Their culture evolved to a point where the dead were treated like royalty. Graveyards belonging to Old Europe were laden with headdresses and necklaces, all crafted in copper. One of the tombs featured the largest collection of gold artifacts ever discovered.

But the hallmarks of their civilization were, undoubtedly, the terracotta “goddesses,” anthropomorphic statues meant to express fertility. For many years, researchers thought that the images were just statements of the important role the women played in those societies, but new investigations have uncovered the fact that the culture was in fact highly advanced for its time, as far as visual language went. According to experts currently investigating archaeological sites in the region, it would appear that the Old Europe culture was so developed that it could merit the term “civilization.”

For the first time ever, artifacts belonging to this amazing people, collected from museums in Romania, Bulgaria and Moldova, are on display at the Institute for the Study of the Ancient World at the New York University. The display, called “The Lost World of Old Europe: the Danube Valley, 5000-3500 B.C.,” opened there last month. “Old Europe was among the most sophisticated and technologically advanced places in the world [at the time, and was contributing to the creation of] many of the political, technological and ideological signs of civilization,” the exhibition's curator, David W. Anthony, explains. He is a Hartwick College professor of anthropology.

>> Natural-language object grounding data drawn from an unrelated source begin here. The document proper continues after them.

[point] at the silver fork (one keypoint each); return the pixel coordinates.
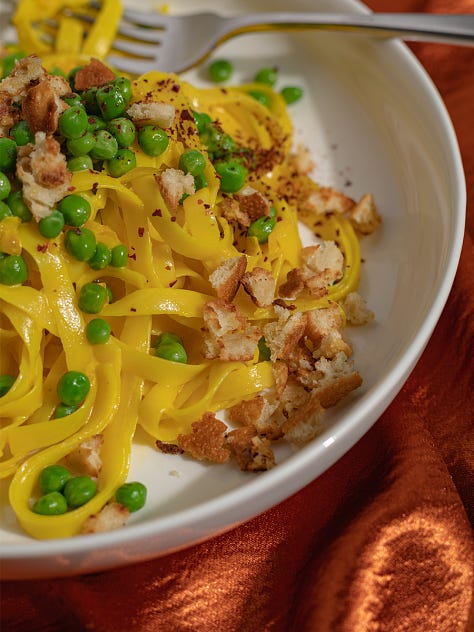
(153, 41)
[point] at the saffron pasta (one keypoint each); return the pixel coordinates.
(177, 253)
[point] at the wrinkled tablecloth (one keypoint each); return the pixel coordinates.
(382, 541)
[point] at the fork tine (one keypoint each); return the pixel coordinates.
(155, 20)
(141, 34)
(148, 51)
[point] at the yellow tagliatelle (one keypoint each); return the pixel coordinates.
(164, 287)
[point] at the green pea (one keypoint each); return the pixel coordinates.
(111, 101)
(123, 129)
(131, 495)
(192, 161)
(5, 210)
(63, 410)
(89, 98)
(75, 208)
(200, 181)
(21, 133)
(264, 352)
(53, 478)
(73, 387)
(291, 94)
(98, 331)
(73, 122)
(232, 175)
(92, 298)
(52, 504)
(105, 146)
(80, 163)
(261, 97)
(7, 154)
(80, 243)
(13, 270)
(172, 351)
(7, 63)
(202, 120)
(51, 225)
(18, 206)
(101, 257)
(5, 186)
(152, 140)
(268, 76)
(6, 382)
(119, 256)
(82, 145)
(73, 99)
(123, 162)
(72, 76)
(95, 123)
(220, 70)
(261, 228)
(125, 86)
(168, 337)
(79, 490)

Over the past few years, Romania has become a huge attraction for archaeologists, who come here to study sites dating back thousands of years, far before the advent of civilizations such as the Greeks and the Romans. In addition to Old Europe, the Cucuteni culture also became a subject of interest for many historians. In addition, paleontologists and archaeologists studying the Pestera cu Oase (the Cave with Bones) formation in the Carpathian mountains discovered here the oldest ancestor of humans that came to Europe, more than 35,000 years ago.